On the quest for strategies, I had a chat with my lovely colleague and journalist Amanda, whose tips I will share in the following post. I approached her because I was wondering if interview techniques could comprise ADHD strategies. After all journalism is the profession of getting information out of situations and people—right? So far so good. Now, Amanda pointed out that there is something called BBC Academy, so they are THE professionals. I could ask. I mean the worst that could happen was them telling me I am a weirdo and bugger off. So. Deep breath. Write message.
I asked via Facebook chat if they by any chance had resources that might help. Well, guess what! The guys were brilliant, and send me some links. Over the next weeks I will write a series of blog-post about the advice I found, insights from the advice, things that worked, things that didn’t, strategies I extrapolated. So, this is the first blog-post:
“Play dumb: You can get more out of someone by asking why they did something or what they meant. Be curious and ask neutral questions that allow the guest to explain themselves. How so? What do you mean?” (Julien Worricker, 9/10/17) 
You can probably empathize that the two words ‘play dumb’ stood out, but maybe not for the reasons you think. I am an Erziehungswissenschaftler (Educational scientist? There is actually no proper English term for that) and ethnographer. One of the key principles of ethnographic research is to ‘estrange the familiar’ aka ‘play dumb’. For some reason I never made this connection before: treat meetings like ethnographic fieldwork. Estrange the familiar, question everything, don’t make assumptions. That’s what I learned from this article.
Incidentally the advice from BBC Academy came timely. Not only did I have a couple of very important meetings, but also two which lasted well over six hours each. You can imagine these are challenging for people with neuro-typical brains, now throw into the mix a lot of that:
Right, it’s not a meeting! It is ethnographic fieldwork. Redefine the parameters!
I have learned the more successful strategies to cope with ADHD have to do with tricking Brain into redefining situations, or distracting Brain into more constructive distractions (I know! We just leave it at that for the moment.) The strategy worked. I watched the Gorillas: body-language, micro-reactions, what was said, what was not said, phrases, catch-words, reactions of others, obvious reactions, obvious non-reactions, non-verbal communication across the room.
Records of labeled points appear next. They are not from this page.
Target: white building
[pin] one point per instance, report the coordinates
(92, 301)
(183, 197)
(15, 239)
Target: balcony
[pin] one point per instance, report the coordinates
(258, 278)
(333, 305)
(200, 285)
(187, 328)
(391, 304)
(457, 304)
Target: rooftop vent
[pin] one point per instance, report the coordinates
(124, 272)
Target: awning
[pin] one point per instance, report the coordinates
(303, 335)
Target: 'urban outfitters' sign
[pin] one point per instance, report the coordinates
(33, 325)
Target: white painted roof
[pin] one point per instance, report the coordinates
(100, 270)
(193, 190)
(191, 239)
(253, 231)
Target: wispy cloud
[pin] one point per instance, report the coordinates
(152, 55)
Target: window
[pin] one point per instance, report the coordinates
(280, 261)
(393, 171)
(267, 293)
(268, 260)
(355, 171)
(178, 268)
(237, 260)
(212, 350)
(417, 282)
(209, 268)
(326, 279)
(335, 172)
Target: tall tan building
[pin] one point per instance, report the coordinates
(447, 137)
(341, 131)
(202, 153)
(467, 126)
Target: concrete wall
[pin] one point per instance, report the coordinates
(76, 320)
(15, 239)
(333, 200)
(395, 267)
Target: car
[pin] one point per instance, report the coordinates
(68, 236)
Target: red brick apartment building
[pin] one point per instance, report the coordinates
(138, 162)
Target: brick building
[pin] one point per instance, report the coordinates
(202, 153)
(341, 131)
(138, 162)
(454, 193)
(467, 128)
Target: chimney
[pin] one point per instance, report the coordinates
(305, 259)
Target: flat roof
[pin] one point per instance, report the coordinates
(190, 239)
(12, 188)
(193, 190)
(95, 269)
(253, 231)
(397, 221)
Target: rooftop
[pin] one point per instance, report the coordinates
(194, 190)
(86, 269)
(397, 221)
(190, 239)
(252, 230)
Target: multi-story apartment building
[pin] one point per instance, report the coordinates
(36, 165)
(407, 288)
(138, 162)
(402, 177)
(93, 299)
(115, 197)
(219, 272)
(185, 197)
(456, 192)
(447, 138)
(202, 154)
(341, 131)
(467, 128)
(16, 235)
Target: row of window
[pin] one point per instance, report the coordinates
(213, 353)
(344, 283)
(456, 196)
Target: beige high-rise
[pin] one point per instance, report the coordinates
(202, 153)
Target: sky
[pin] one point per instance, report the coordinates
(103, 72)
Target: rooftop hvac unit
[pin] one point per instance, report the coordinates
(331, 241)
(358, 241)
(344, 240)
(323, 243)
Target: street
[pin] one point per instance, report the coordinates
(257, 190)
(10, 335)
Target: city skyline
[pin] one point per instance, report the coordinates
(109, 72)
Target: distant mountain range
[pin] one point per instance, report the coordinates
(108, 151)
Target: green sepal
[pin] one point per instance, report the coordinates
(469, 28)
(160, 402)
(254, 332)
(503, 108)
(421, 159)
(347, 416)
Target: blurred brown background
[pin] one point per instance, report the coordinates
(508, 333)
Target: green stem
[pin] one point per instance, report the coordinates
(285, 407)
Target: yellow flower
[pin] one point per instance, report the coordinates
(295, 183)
Jane Goodall would have been proud! All of this helped me to stay tuned into what was said, as the audience in the back of my head was busy with the show, the front of my head had a chance to listen.
Okay so first rule of journalism worked! 
Sensory overload. There was no ‘private time’ during the long meeting in which one could defragment Brain. So it works really well in short meetings, long meetings come with a side-effect.
 I know, I know but I can try to make things easier, better, forget less, do more.
 First rule of journalism I discovered as rule for me. Not actually first rule as in number one in the rule book. You can tell I had a chat with a lawyer earlier.